# Building the Document Collections and Quantifying Topic Coverage over Time Series

Our time series was every day from 11/12/2020 to 12/11/2020.

For the purpose of our topic model, we found that treating every individual word as its own topic was most optimal. Therefore, we quantify the coverage of each given word in our vocabulary on each day in our time series and then select words which have a maximum coverage above our threshold on any given day in our time series. Afterward, the coverage of each topic over time can be compared to the underlying stock price by performing Granger tests. 

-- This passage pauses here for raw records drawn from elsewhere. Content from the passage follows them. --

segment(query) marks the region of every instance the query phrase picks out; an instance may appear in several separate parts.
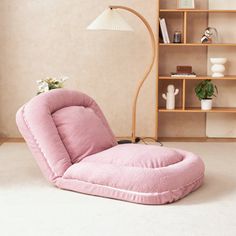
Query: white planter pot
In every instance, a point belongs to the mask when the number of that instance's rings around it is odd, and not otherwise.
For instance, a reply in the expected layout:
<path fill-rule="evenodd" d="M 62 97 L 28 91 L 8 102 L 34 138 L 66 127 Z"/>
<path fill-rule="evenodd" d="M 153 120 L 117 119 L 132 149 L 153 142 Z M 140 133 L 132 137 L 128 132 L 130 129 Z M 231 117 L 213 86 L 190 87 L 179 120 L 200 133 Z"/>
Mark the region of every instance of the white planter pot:
<path fill-rule="evenodd" d="M 212 77 L 221 78 L 224 77 L 225 66 L 224 64 L 227 62 L 227 58 L 210 58 L 213 66 L 211 67 Z"/>
<path fill-rule="evenodd" d="M 201 108 L 204 111 L 208 111 L 212 109 L 212 99 L 202 99 L 201 100 Z"/>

The basis of our algorithm is as follows:

    For each of TSLA, PLTR, and NFLX:

    1. Build the collection and then build vocabulary for entire collection
       1a. Make a set of stop words which we will not include in the vocabulary
    2. Build a vocabulary for each day which maps the word to its count on that day
        2a. Evaluate the coverage of each term in this vocabulary on that given day
    3. For each term in our full document collection vocabulary, make a dictionary mapping
    each word a list which is its coverage during each day in our time series.
        3a. Only evaluate words which have a coverage over our cutoff (0.001) at some point in the time series
    4. Filter for the 200 words which have the highest causality at some point during the time series
    5. For each of these words, perform Granger tests to evaluate if there is causal relationship where the 
    coverage of that given word "Granger causes"

In [1]:
"""
The code in this cell parses our input data which we had previously created in tweet_data_tsla.txt,
tweet_data_pltr.txt, and tweet_data_nflx.txt into document collection lists with tuples in the form
(tweet string, datetime.date())
"""
import re
import datetime

# Helper function for formatting the dates in the doc collection
def month_to_num(m):
    if m == "Jan":
        return 1
    elif m == "Feb":
        return 2
    elif m == "Mar":
        return 3
    elif m == "Apr":
        return 4
    elif m == "May":
        return 5
    elif m == "Jun":
        return 6
    elif m == "Jul":
        return 7
    elif m == "Aug":
        return 8
    elif m == "Sep":
        return 9
    elif m == "Oct":
        return 10
    elif m == "Nov":
        return 11
    elif m == "Dec":
        return 12
    else:
        return -1

def create_tweet_collection(infile):
    
    doc_collection = []
    
    with open(infile) as fp:
            
        for tweet in re.findall('--start--(.*?)--end--', fp.read(), re.S):
                
            split_tweet = tweet.split("\n")
                
            unformatted_string_date = split_tweet[1]
            # 0 - day of week, 1 - Month as 3-letter, 2 - day, 3 - time (UTC), 4 - timezone add-on (always +0000), 5 - year, 6 - :
            split_date = unformatted_string_date.split(" ")
            # a correctly formatted datetime timestamp of the tweet with only the date info
            date = datetime.date(int(split_date[5]), month_to_num(split_date[1]), int(split_date[2]))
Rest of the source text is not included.